"I am less easy to please than Krobus," he said. "Yes, Master," she said, and then turned and fled, swiftly, from the room.
"She is a pretty thing," I said.
Samos ran his tongue over his lips. "Yes," he said.
"I think you like her," I said.
"Nonsense," he said. "She is only a slave."
"Perhaps Samos has found a love slave," I said.
"An Earth girl?" laughed Samos.
"Perhaps," I said.
"Preposterous," said Samos. "She is only a slave, only a thing to serve, and to beat and abuse, if it should please me."
"But is not any slave," I asked, "even a love slave?"
"That is true," said Samos, smiling. Gorean men are not easy with their slaves, even those for whom they care deeply.
"I think Samos, first slaver of Port Kar, first captain of the council of captains, has grown fond of a blond Earth girl."

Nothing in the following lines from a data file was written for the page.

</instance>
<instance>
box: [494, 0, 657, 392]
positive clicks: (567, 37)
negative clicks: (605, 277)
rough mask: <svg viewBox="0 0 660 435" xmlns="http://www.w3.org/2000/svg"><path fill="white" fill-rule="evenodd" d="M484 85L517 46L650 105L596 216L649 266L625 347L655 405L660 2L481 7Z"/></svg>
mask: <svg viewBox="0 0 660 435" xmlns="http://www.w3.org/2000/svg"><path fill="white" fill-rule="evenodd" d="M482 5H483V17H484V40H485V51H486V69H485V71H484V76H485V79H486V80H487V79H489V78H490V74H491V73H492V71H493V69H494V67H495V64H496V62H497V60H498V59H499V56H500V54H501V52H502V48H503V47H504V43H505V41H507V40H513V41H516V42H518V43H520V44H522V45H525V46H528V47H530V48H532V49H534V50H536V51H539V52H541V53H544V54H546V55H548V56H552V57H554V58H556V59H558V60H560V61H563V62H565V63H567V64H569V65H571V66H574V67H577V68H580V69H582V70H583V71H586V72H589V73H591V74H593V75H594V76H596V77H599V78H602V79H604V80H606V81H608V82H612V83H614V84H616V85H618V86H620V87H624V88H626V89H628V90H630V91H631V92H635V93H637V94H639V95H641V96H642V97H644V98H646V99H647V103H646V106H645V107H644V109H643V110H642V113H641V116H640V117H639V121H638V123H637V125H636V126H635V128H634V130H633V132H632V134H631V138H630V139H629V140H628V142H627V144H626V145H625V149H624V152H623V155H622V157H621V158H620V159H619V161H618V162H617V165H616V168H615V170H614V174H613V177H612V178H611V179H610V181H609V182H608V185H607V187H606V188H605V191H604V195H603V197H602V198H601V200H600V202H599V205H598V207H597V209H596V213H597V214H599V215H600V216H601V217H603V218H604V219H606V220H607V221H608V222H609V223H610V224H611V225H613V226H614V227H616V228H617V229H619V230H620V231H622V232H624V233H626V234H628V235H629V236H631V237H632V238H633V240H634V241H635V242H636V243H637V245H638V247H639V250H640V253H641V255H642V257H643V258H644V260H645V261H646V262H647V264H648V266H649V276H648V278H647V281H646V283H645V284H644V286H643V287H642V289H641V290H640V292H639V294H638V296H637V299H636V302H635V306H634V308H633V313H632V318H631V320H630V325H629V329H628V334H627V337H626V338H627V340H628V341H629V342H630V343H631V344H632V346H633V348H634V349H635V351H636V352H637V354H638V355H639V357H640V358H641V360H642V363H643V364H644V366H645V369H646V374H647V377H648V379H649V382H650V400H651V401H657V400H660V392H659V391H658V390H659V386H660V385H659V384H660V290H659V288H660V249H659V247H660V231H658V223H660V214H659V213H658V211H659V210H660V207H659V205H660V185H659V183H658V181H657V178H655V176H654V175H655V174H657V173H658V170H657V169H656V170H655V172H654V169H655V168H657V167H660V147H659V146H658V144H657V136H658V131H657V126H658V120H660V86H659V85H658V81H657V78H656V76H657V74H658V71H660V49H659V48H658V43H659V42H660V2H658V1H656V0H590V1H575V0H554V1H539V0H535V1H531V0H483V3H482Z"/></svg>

Samos looked at me, angrily. Then he shrugged. "She is the first girl I have felt in this fashion toward," he said. "It is interesting. It is a strange feeling."
"I note that you did not sell her," I said.
"Perhaps I shall," he said.
"I see," I said.
"The first time, even, that I took her in my arms," said Samos, "she was in some way piteously helpless, different even from the others."
"Is not any slave piteously helpless in the arms of her master?" I asked.
"Yes," said Samos. "But she seemed somehow different, incredibly so, vulnerably so."
"Perhaps she knew herself, in your touch, as her love master," I said.
"She felt good in my hands," he said.
"Be strong, Samos," I smiled.
"I shall," he said.
I did not doubt his word. Samos was one of the hardest of Gorean men. The blond Earth girl had found a strong, uncompromising master.
"But let us not speak of slaves," I said, "girls who serve for our diversion or recreation, but of serious matters, of the concerns of men."